И вспыхнет пламя, стр. 39

Отлично. Пойду скажу Питу, что я выбрала в союзники Долбанутого, Тронутую и восьмидесятилетнюю бабушку. Вот он обрадуется.

Чтобы слегка отрезвиться, на время бросаю мысли о дружбе и отправляюсь пострелять. Как это чудесно – испытывать все новые и новые виды луков и стрел. Инструктор Такс, убедившись, что неподвижные цели для меня – плевое дело, начинает высоко подбрасывать в воздух несуразные тушки фальшивых птиц. Поначалу мне это кажется глупым, потом затягивает. Так и впрямь больше похоже на настоящую лесную охоту. Поскольку мои стрелы сбивают любую цель, инструктор кидает в воздух все больше птичек одновременно. Забыв об Играх, о победителях, о своих неудачах, я полностью растворяюсь в стрельбе. Когда мне удается сбить пять летающих тушек разом и каждая из них с громким стуком падает на пол, до меня внезапно доходит, какая вокруг тишина. Поворачиваюсь: большинство победителей бросили заниматься и смотрят разинув рты. На лицах можно прочесть что угодно – от зависти до восторга и ненависти.

После тренировки мы с Питом слоняемся и болтаем в ожидании Эффи и Хеймитча. Когда те появляются к ужину, ментор с ходу берет быка за рога:

– Итак, чуть ли не половина участников пожелали записать тебя в союзницы. Только не говори, что ты ослепила всех обаянием.

– Просто люди заметили, как она стреляет, – улыбается Пит. – А ведь я тоже впервые увидел по-настоящему. Впору самому записаться.

– Так хорошо получилось? – прищуривается Хеймитч. – Настолько, что даже Брут захотел тебя?

Пожимаю плечами.

– Но я его не хочу. Мне нужна Мэгз и Дистрикт номер три.

– Кто бы сомневался, – вздыхает ментор и наливает еще вина. – Скажу всем, что ты еще раздумываешь.

После успешного выступления с луком надо мной по-прежнему подшучивают, но теперь это почему-то не бесит. Наоборот, появилось такое чувство, точно победители приняли меня в общий круг. Следующие два дня пролетают в тесном общении практически с каждым, кому предстоит борьба на арене. Даже с морфлингистами, которые с помощью красок (и не без помощи Пита) превращают меня в кусочек луга, поросшего желтыми цветами.
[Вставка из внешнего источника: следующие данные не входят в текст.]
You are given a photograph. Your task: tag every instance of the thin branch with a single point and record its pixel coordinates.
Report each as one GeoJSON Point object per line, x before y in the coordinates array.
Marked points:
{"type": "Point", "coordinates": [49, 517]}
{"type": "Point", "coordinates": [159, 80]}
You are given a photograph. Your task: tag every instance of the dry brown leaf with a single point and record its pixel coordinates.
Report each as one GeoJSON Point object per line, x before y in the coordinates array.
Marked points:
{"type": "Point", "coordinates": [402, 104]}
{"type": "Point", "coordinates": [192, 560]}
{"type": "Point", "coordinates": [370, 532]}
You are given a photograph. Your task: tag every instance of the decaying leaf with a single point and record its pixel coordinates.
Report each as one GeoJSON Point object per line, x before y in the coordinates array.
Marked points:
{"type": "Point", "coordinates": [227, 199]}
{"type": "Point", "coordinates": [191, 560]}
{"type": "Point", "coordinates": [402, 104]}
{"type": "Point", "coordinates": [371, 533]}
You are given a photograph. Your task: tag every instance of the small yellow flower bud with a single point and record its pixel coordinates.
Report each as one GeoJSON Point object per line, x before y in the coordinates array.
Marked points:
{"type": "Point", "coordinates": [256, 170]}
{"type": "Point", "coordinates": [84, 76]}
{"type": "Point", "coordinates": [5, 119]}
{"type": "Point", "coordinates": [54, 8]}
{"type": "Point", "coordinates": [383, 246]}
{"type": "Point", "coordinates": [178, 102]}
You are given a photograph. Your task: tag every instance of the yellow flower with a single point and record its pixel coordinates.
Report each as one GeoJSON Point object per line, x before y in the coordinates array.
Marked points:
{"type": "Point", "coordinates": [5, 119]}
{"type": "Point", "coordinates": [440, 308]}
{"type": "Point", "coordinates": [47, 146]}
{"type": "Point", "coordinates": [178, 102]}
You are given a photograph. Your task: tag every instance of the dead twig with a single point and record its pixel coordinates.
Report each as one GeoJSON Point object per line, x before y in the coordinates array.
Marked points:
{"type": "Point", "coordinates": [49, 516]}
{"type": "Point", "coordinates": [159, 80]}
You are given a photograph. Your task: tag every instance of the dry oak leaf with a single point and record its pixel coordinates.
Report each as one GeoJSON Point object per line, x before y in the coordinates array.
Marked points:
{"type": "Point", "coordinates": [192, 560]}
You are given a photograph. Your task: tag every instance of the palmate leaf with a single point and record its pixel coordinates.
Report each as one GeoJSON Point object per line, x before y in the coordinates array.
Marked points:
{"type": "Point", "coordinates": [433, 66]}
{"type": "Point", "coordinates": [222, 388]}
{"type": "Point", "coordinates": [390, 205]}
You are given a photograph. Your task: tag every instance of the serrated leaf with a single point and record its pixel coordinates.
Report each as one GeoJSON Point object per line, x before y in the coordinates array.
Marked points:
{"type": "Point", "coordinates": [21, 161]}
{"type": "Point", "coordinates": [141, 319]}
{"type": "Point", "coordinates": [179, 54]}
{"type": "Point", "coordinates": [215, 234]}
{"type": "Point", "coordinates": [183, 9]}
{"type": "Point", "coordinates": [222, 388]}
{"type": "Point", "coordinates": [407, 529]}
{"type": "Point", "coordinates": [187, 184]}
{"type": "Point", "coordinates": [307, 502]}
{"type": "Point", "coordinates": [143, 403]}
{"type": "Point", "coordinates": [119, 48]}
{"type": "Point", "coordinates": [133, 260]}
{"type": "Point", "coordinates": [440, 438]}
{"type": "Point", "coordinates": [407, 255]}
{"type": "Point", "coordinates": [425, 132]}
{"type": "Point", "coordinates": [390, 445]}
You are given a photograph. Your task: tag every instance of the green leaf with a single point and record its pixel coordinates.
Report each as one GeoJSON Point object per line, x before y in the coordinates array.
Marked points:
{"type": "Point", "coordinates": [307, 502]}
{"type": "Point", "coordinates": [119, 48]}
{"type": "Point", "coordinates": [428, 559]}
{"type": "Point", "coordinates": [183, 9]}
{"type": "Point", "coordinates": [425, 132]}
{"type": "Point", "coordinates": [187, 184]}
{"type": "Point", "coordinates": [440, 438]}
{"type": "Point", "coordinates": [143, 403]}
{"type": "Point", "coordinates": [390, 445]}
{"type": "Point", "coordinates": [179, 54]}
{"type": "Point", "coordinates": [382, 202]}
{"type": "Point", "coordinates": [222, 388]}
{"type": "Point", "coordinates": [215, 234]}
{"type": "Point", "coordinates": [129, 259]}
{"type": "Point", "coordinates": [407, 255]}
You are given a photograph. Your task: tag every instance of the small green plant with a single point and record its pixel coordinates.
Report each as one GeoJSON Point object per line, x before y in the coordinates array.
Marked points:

Даже с Финником: он показывает, как нужно пользоваться трезубцем, в обмен на урок стрельбы из лука. Чем сильнее мы с ними сближаемся, тем хуже я себя чувствую, потому что не нахожу в себе ненависти. Кое-кто мне даже симпатичен. А некоторые настолько больны или стары, что естественно было бы взять их под защиту. И все они должны умереть, если я собираюсь вытащить Пита.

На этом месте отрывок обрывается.